Monday, November 24, 2014

The Pictures in the Garage

There were things there we didn’t want the kids to see. Tubs full of photos in the garage, his and hers, which hadn’t been unpacked or sorted through since we’d married and moved more than a decade ago. We don’t hide our past actions from our kids, although there’s a limit to how much detail they’re entitled.

These pictures are from that between time, after photos were rare, before they were digital. After we were kids, before we were married. Before we were saved.

As we talked we decided that holding onto many of our pre-marriage photos wasn’t about fond remembrance, it was about guilt and regret.

The mountain of photos was sorted into three piles. First was the junk, photos that were duplicates, forgotten, or just plain bad. They’re dead weight, easy to spot and fairly easy to purge.

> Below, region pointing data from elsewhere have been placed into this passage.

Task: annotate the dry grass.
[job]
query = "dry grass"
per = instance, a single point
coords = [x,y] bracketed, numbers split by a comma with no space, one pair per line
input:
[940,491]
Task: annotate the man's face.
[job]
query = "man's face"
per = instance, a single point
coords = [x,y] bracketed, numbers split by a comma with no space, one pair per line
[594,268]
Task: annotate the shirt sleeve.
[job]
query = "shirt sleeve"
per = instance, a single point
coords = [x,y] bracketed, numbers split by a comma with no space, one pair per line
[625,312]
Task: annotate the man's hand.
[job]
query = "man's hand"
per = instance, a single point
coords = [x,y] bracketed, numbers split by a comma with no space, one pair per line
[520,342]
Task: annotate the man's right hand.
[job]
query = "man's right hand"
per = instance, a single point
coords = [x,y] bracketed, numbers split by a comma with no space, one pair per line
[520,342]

The second pile were photos that bring joy. I only picked the best of the best. Weddings, births, special trips. I thought of it like a slide presentation and saved just enough images to recapture the memory, not enough to bore someone to tears. Then I let the rest go.

Then there’s the third pile. These are things that don’t bring us joy, but are still worth keeping. They are mile markers, important people, and big events. Things we don’t want to toss because they remind us of how we got where we are. These photos weigh on the heart, and so I carefully chose only a few. All the rest I washed away.

I saved about ten photos from high school and fewer from college, but that’s just me. I have a hard time imagining what I was thinking back then. I don’t need all those photos, I need a couple stones of remembrance and Jesus’ intercession. I wake every morning made new in God’s love. Isn’t that incredible?

If we repent and our sins are forgiven, but choose to immerse ourselves in pointless guilt year after year, it’s like throwing Jesus’s sacrifice back at him. Boxes full of old photos were made for that sort of obsession. They are heavy on the soul.

So much of the junk we hold onto, whether it is a photograph or something else, has to do with guilt. I just don’t think it’s Christian to do that. I also don’t think it’s fair to revisit these sins on our kids by leaving it for them to hold onto someday.

I took my mega-sized tub and tossed out three garbage bags of stuff, and now what is left is what I want, what I need, and a sense of freedom. That’s worth so much more than a box of pictures.